Franks came forward on his seat, so that he was very close to the FBI man. “Stop it!” he insisted, red-faced with anger. “I want an assurance—not from you but from Ronan himself—that I will not be spied upon. I
will
not continue any sort of cooperation—any sort whatsoever—unless I have his assurance that I'm going to be properly treated. You got that?”

“It's my job to protect you,” said Waldo. “You got that?”

Franks wanted to hit the man, to knock the supercilious expression off his face. “As a material witness,” he said, remembering the previous day's dispute. “Everything will already have been started by now against Pascara and Flamini and Dukes. And without me, you haven't got a case. That's why you
are
protecting me. Stop the spying or I withdraw. Your choice.”

Waldo seemed unmoved, but Franks was sure Schultz shifted in his seat, worried by the threat.

“We're doing our job, Mr. Franks,” argued Waldo.

“You're overdoing your job,” said Franks. “Any listening device will be removed from my hotel telephone before I return, today.” And he knew a way to guarantee it, Franks decided.

He allowed them to escort him to the conference room, as they had the previous day, and as they had the previous day Waldo and Schultz settled themselves outside the room. Inside Franks used the internal telephone to delay the managers' meeting by fifteen minutes and then called Rosenberg, in New York, glad of the man's home telephone number and careless of waking him because of the time difference. He was surprised that the American lawyer did not regard it as much of an intrusion.

“They're just nervous, that's all,” said Rosenberg sleepily.

“I'm not,” said Franks. “I want you to get on to Ronan and tell him.

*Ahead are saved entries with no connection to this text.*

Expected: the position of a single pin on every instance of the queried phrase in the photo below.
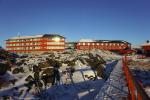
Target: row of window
(109, 48)
(55, 43)
(35, 43)
(31, 39)
(101, 44)
(24, 44)
(23, 48)
(37, 47)
(55, 47)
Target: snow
(72, 87)
(115, 87)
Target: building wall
(35, 45)
(102, 46)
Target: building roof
(107, 41)
(35, 36)
(146, 44)
(86, 40)
(113, 41)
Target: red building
(35, 44)
(146, 48)
(111, 45)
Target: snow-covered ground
(72, 86)
(115, 87)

I'm being treated like shit instead of someone who's helping them. If the tap doesn't come off, then everything else is off—literally—as far as I am concerned. Tell him that.”

“What if they revert to the prosecution of you?”

It would mean there would be no immediate grand jury hearing—not against Pascara or anyone else at least—and so the six-month time limit to which he'd agreed yesterday wouldn't apply. But Podmore and those who'd followed him had realized their strength; they'd insist upon six months from some other starting point, if they agreed to remain at all with an actual prosecution against him. Fuck it! thought Franks. He'd got away with the bluff once and he could get away with it again. “We know now how their evidence ties in with the file Nicky left, how it points toward my innocence. If they want to prosecute me, then let them go ahead and lose everything.”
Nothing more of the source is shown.